Cruising from the Royal Forth Yacht Club
There are not many capital cities where within 30 minutes of leaving your office you can be onboard your yacht and dropping the mooring for an adventure. The Forth is a very well kept secret. No longer is it the polluted drain of Edinburgh, but rather it is wildlife haven full of fish, seabirds and large mammals. Go out for an evening potter in the summer and seals will nudge the rudder, puffins will make you laugh (just watch them crash on the water – they just stop their wings rather than land gracefully) and if you sail down the coast to Bass Rock its like sailing through a swarm of bees, except each bee is a Gannet with 5 ft wing span.
The Forth has its own microclimate – sometimes its a raging fury with Northeasterly gales from the Arctic, but more usually with the prevailing southerly or westerly wing the sea is flat making superb sailing. If its cloudy on land it is very often sunny out to sea. There is a real sense of smugness being out in the sun whilst the rest of the country is in rain. Not as warm as the mediterranean or even the South coast of England, but every summer we do have balmy days. Swimming – put a wetsuit on and its superb.
In terms of cruising destinations we have Inchcolm Abbey, Inchkeith and Inchmickery Islands all with an hour or so. Straight across the Forth is Aberdour with a good little harbour and pubs, and close by is Silver Sands – drop the anchor and paddle ashore to play in the sand. Turn left out of the harbour and go up river through the Bridges and there are many little harbours and Villages – Charleston, Blackness Castle – to visit. Keep going up to Grangemouth you can enter the Forth Clyde Canal and in two days you can be through onto the west coast. Turn right out of the harbour and you have all the East Neuk of Fife and the East Lothian Coast within three to five hours sail, or you can press on and be down in Eyemouth or up to the Tay Estuary or Arbroath within a days sail. If you keep going the Orkneys or the Caledonian Canal are two to three days sail or if you head south in the similar time you are getting towards the Dutch or East Anglian coasts.
The website of the FYCA (Forth Yacht Clubs’ Association) has a series of fascinating articles about places of interest around the Forth Estuary, and accounts of voyages and other adventures.

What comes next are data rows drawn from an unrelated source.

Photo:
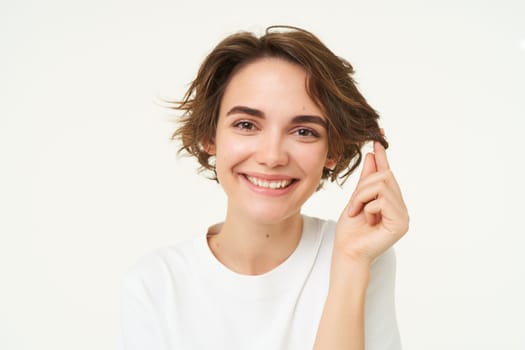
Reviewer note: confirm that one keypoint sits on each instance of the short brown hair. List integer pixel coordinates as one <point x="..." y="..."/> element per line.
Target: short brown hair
<point x="351" y="121"/>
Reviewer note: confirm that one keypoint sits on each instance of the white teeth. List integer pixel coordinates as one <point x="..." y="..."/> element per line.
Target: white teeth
<point x="269" y="184"/>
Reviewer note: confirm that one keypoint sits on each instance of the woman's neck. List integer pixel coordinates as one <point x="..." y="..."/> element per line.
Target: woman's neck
<point x="252" y="247"/>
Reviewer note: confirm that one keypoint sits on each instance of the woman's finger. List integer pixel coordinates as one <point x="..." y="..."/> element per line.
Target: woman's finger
<point x="380" y="157"/>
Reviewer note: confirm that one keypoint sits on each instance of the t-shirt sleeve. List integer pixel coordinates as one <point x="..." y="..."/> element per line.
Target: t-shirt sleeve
<point x="139" y="322"/>
<point x="381" y="331"/>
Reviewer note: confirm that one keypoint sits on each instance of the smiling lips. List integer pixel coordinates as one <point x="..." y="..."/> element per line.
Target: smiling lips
<point x="276" y="184"/>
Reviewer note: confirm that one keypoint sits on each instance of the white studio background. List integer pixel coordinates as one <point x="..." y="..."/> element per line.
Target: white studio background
<point x="90" y="181"/>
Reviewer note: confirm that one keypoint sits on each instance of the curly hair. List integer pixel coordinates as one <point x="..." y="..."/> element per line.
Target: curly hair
<point x="351" y="120"/>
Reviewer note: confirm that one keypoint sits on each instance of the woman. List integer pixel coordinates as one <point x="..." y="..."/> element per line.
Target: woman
<point x="272" y="118"/>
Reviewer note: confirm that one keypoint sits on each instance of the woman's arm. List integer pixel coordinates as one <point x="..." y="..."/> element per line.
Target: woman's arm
<point x="374" y="219"/>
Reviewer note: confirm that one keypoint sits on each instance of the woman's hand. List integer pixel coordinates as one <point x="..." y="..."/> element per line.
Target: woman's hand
<point x="376" y="216"/>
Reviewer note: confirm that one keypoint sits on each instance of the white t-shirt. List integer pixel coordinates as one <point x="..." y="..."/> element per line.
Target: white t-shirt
<point x="182" y="297"/>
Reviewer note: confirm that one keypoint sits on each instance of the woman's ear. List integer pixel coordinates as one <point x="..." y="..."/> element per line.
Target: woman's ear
<point x="330" y="163"/>
<point x="209" y="148"/>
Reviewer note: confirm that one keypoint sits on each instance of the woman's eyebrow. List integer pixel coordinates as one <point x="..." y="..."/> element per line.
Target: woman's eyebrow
<point x="300" y="119"/>
<point x="246" y="110"/>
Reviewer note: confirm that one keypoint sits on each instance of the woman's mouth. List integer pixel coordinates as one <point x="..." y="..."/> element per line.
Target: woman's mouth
<point x="270" y="184"/>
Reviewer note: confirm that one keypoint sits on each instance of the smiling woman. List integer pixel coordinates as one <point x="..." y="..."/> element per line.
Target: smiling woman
<point x="273" y="117"/>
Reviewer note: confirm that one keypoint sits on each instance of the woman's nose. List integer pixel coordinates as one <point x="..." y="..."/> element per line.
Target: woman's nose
<point x="271" y="150"/>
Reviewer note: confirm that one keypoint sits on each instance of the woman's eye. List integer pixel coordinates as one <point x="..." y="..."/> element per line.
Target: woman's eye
<point x="306" y="132"/>
<point x="245" y="125"/>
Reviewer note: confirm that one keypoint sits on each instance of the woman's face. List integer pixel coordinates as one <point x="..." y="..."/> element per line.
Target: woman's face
<point x="271" y="141"/>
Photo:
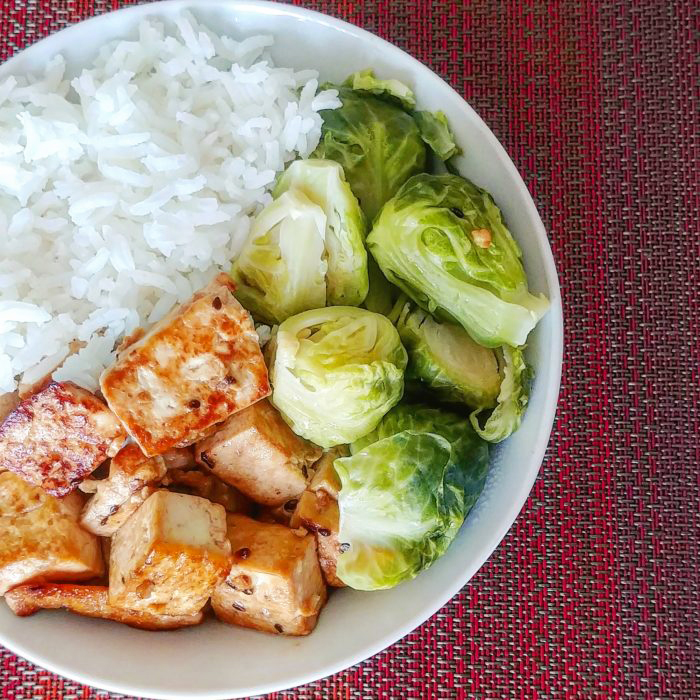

Every year a number of boats based in Granton head off on substantial voyages and all summer we welcome a procession of Yachts from Denmark, Sweden, Germany, Holland and France and the rest of the UK with Edinburgh as their final destination or a stop along a voyage to Iceland, Northern Scandinavia or heading the the West Coast of Scotland. And many of the RFYC yachts are on long extended cruises in many parts of the world that are taking a number of years.
Cruising can be a very solitary pastime or very sociable. At the RFYC we do hold regular Cruises in Company – a group of old and new friends taking their boats for a sail in roughly the same direction. Lots of food and drink and other fun and games on the way.
But often cruises just seem to happen between a bunch of like minded souls – one of the most memorable was a group of four yachts taking the early morning flood tide down the Firth – rafting up for breakfast of grilled kippers – it was very calm, ending up at North Berwick where there was a traditional boat rally, lobster and chips on the beach and being invited to a ceilidh in the evening.
We have a Facebook group Royal Forth Members. This is a great place to share your plans, look for crew or find opportunities to crew with others. It would also be great to hear from members writing up some of their adventures.
Choice of Cruising Boats
You can cruise in any boat, and we have boats ranging from a 12 ft clinker sailing dinghy to 40 ft yachts that cruise regularly. The Forth does have a 5 metre tide and whilst there are not strong tides in the Firth tide does mean that many of the harbours dry, and this does mean standing alongside the wall. Tall thin bulb keels are probably not ideal, more traditional long keels are probably better, and we do have many bilge keeled boats which can dry out easily. There is a lot to be said for small day boats – Enterprise Dinghy, Lune Longboats or Drascombe Luggers or small trailer sailed yachts – Cornish Shrimper, Cape Cutters. These are very adequate for day sailing and overnight stops and you can easily be trailed behind the family car. Slightly bigger 25 ft boats exemplified by Folkboats, Contessa 26’s offer good extended cruising ability without a huge amount of expense. Bigger boats offer a lot more comfort and are much kinder to their crew in rougher weather. In the RFYC we have a good fleet of Dragons – wonderfully fast day sailers and H-Boats which are nearly as fast but offer four full length berths down below, but you would need to be good friends. The H-Boat certainly makes a good club racing boat, that also can be cruised well.
Cost is a factor to consider. A boat up to about 25ft can be had for £5,000 to £10,000 with average annual running costs including moorings, antifouling and spares and maintenance of £2,500. This will get you an older but perfectly seaworthy boat that will provide huge amounts of fun and adventure but you can of course spend a lot lot more.